Write-Back (or Behind) Cache
Write-Back (or Behind) Cache

Pros:

  1. Reduce Write Latency: Improves application responsiveness by acknowledging writes quickly.
  2. Optimized Write Throughput: Allows the application to continue processing without write delay.
  3. Improved Application Performance: Allows the application to continue processing without write delays.
  4. Mitigation of Write Spikes: Smooth out the load on the data store during write bursts.

Cons:

  1. Data Inconsistency Risk: Potential data inconsistency between the cache and the data store.
  2. Data Loss Risk: Risk of data loss in case of cache or system failures.
  3. Complex Cache Management: Requires additional mechanisms for data consistency.
  4. Storage and Infrastructure Costs: Increase operational costs due to added storage and resources.

Determine the appropriate times to implement caching.
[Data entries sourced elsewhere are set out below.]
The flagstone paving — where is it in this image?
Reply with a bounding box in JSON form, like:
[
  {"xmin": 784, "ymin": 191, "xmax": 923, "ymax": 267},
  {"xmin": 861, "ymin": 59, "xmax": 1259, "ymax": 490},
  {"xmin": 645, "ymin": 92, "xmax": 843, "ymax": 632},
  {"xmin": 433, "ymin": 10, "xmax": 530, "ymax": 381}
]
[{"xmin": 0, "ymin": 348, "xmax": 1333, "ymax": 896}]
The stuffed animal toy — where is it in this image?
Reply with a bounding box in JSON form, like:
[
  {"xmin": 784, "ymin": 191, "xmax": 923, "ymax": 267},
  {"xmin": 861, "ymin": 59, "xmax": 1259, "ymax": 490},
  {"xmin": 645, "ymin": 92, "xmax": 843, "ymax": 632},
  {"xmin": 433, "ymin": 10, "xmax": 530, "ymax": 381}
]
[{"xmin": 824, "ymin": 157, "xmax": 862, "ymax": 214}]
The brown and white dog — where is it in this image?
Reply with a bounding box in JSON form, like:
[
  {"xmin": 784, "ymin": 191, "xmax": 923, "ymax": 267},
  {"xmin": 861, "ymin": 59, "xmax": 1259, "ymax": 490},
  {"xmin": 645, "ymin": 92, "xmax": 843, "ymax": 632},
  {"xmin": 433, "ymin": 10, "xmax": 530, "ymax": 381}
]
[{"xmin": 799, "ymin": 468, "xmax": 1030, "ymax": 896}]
Opt for caching when data is regularly read but seldom updated. Since cached data resides in volatile memory, it’s not suitable for data persistence. For example, if a cache server undergoes a restart, all in-memory data is erased. Consequently, it’s crucial to store critical data in durable data repositories.

Reference: https://codeahoy.com/2017/08/11/caching-strategies-and-how-to-choose-the-right-one/

CDN (Content Delivery Network)

A Content Delivery Network (CDN) is geographically distributed network of proxy servers and their data centers that provide high availability and performance by distributing the service to end-users.

CDNs cache content like web pages, images, and video (static contents) in proxy servers near to the physical location of the user, allowing them to access internet content from a web-enabled device or browser more quickly through a server near them.

Benefits of CDNs:

  • It reduces latency in communication created by a network design.
  • It improves website performance.
  • It support core network infrastructure, such as:
    • Reducing page load time
    • Reducing Bandwidth costs
    • Increasing protection against security attacks and downtime.
CDN Workflow
CDN Workflow
  1. User A access the image.png through application. In application embedded image.png url is CDN url. (request will go to nearest CDN server for client.)
  2. If image.png is not in CDN server, it requests to origin server.
  3. Origin server stores content in CDN Cache.
  4. It returns the loaded content (image.png) to User A.
  5. User B is accesses same image.png.
  6. CDN returns the content faster than User A. As Content is already present in CDN server.

The Content will be present in CDN cache as long as the TTL has not expired.